For a one-shot answer, you pass a string. The response is a string. The same shape as Chat Completions.
For a multi-turn conversation, you pass a conversation_id. The server handles history.

The request shape#

{
  "model": "auto",
  "input": "What is data sovereignty?",
  "stream": true,
  "instructions": "Be concise. Cite sources when you use the web search tool.",
  "conversation_id": "8f14e45f-ceea-467a-a4ed-a9e9a5cb16ee",
  "project_id": null
}

model — accepted for OpenAI-SDK compatibility but ignored. The router always selects the model; any concrete ID you send has no effect. Pass "auto". The response reports the model actually used. See Models.
input — a string for plain text, or a list of ContentItems for structured input.
stream — true (default) returns SSE; false returns one JSON document.
instructions — system prompt for this response. If the conversation is new, also stored as the conversation’s system message.
conversation_id — append to an existing thread. Omit for stateless.
project_id — bind the response to a project’s RAG corpus. Caller must be a member of the project.

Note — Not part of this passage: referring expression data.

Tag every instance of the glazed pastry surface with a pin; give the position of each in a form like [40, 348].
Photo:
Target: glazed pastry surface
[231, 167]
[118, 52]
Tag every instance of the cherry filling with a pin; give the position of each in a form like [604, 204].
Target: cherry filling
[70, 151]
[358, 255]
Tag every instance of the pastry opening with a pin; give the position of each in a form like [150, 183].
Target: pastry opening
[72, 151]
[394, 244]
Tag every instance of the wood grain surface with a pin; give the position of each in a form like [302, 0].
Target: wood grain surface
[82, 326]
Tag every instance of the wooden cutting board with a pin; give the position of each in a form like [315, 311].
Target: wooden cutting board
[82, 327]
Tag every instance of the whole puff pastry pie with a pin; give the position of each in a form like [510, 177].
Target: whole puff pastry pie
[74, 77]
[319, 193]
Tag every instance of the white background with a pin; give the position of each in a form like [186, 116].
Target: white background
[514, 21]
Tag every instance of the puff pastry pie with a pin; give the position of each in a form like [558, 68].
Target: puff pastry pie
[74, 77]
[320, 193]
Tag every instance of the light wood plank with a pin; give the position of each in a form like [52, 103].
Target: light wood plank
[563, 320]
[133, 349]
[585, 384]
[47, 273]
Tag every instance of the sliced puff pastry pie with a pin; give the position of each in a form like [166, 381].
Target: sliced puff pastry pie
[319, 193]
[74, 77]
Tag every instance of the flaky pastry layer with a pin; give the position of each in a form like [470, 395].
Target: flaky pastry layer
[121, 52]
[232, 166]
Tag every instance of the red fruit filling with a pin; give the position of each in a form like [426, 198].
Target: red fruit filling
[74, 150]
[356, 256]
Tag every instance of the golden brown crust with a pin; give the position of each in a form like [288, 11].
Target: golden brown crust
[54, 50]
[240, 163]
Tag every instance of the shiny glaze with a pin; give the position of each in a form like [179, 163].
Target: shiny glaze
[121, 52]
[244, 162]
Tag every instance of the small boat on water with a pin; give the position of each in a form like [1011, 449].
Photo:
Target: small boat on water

The response shape (non-streaming)#

{
  "id": "550e8400-e29b-41d4-a716-446655440000",
  "object": "response",
  "created_at": 1716387200000,
  "status": "completed",
  "model": "gpt-oss-120b",
  "output": [
    { "type": "message", "role": "assistant", "content": [/* text parts */] }
  ],
  "output_text": "Data sovereignty is …"
}

For most applications, output_text is enough — it is a flat concatenation of every text chunk the model emitted. Use output when you need the structured items (e.g. to render tool calls separately, or to preserve content-part boundaries).

What stays the same as OpenAI#

The Authorization: Bearer … header.
The base path layout: /v1/responses.
The SDK call shape: client.responses.create(...).
The streaming event taxonomy (response.output_text.delta, response.completed, etc.).
The error envelope structure (a JSON body with detail and error).

What is different from OpenAI#

No interactive tool approval gate. Tools are auto-approved for API callers (web_search, web_fetch, calculator, current_datetime). The web UI gates them; the API runs them.
No previous_response_id. Stateful conversations use conversation_id, not response chains.
Stateless requests are hidden by default. A request without a conversation_id creates an ephemeral conversation that does not appear in the user’s history.
organization is implicit. Your API key carries the organisation context; you do not pass it in the body.